Silver surged 7% to its highest level since March, while copper hit a new record at $6.50, as traders rotate into AI-linked metals used in data-center wiring and cooling. Options activity in SLV turned heavily bullish, with more than twice as many calls as puts and over 90,000 calls bought versus 31,000 puts bought. One trader sold 1,000+ June 18 70-strike puts for $259,000 and used the proceeds to buy over 1,900 80-strike calls for roughly $1 million, targeting an 11% upside move.

Analysis

The interesting part of this move is not the metal itself but the market's attempt to re-price the AI buildout away from the obvious beneficiaries and into the upstream bottlenecks. Silver has a cleaner retail narrative than copper, but both are really a proxy for the same thesis: data-center electrification is starting to strain a set of inputs that were previously treated as interchangeable and cheap. If that framing gains traction, the beneficiaries broaden beyond semis into miners, recyclers, and industrials with hidden exposure to conductive materials and power infrastructure.
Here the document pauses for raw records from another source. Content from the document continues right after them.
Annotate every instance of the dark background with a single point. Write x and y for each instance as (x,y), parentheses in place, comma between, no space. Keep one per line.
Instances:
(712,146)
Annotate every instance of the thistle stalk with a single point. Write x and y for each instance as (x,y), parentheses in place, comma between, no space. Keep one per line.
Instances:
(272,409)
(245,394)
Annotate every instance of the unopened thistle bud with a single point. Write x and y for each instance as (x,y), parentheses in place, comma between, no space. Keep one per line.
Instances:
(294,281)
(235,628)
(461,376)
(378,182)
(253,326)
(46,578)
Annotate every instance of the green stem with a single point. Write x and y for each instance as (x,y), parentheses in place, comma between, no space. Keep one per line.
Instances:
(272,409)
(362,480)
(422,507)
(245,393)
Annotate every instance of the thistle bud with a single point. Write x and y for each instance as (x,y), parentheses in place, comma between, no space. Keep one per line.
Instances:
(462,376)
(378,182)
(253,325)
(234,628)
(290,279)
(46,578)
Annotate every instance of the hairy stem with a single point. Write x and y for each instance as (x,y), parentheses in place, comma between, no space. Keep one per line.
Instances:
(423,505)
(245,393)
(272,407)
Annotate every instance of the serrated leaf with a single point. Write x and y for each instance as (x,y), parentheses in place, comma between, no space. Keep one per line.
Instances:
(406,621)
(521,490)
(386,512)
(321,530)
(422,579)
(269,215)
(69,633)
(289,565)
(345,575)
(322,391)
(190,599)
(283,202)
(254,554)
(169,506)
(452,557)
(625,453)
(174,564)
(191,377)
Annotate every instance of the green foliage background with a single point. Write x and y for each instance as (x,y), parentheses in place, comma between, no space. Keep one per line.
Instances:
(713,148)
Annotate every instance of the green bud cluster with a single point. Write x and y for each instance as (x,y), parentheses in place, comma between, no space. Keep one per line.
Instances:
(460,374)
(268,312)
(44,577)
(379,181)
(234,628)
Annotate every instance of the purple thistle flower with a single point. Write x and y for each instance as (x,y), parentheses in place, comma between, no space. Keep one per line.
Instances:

The second-order effect is that a sustained bid in silver/copper can become self-reinforcing through options positioning and CTA trend-following, but only if the move is confirmed by continued spot tightening rather than a one-day headline squeeze. Silver is especially vulnerable to being treated as a high-beta momentum vehicle: that makes it attractive for convexity trades, but also means it can unwind quickly if real yields back up or if the market decides AI capex is rotating from physical build-out into software and inference efficiency. The next few weeks matter more than the next few quarters because June-expiry flow can dominate price discovery. The contrarian miss is that a lot of the AI commodity basket may already be crowded in the most obvious names, while silver remains relatively under-owned versus its narrative value. That creates room for a squeeze, but not necessarily a durable secular rerating unless industrial demand visibly improves. If this is mostly a positioning trade, the right risk control is to respect that the upside can extend another 10-15%, but the downside can erase it just as fast once call demand fades.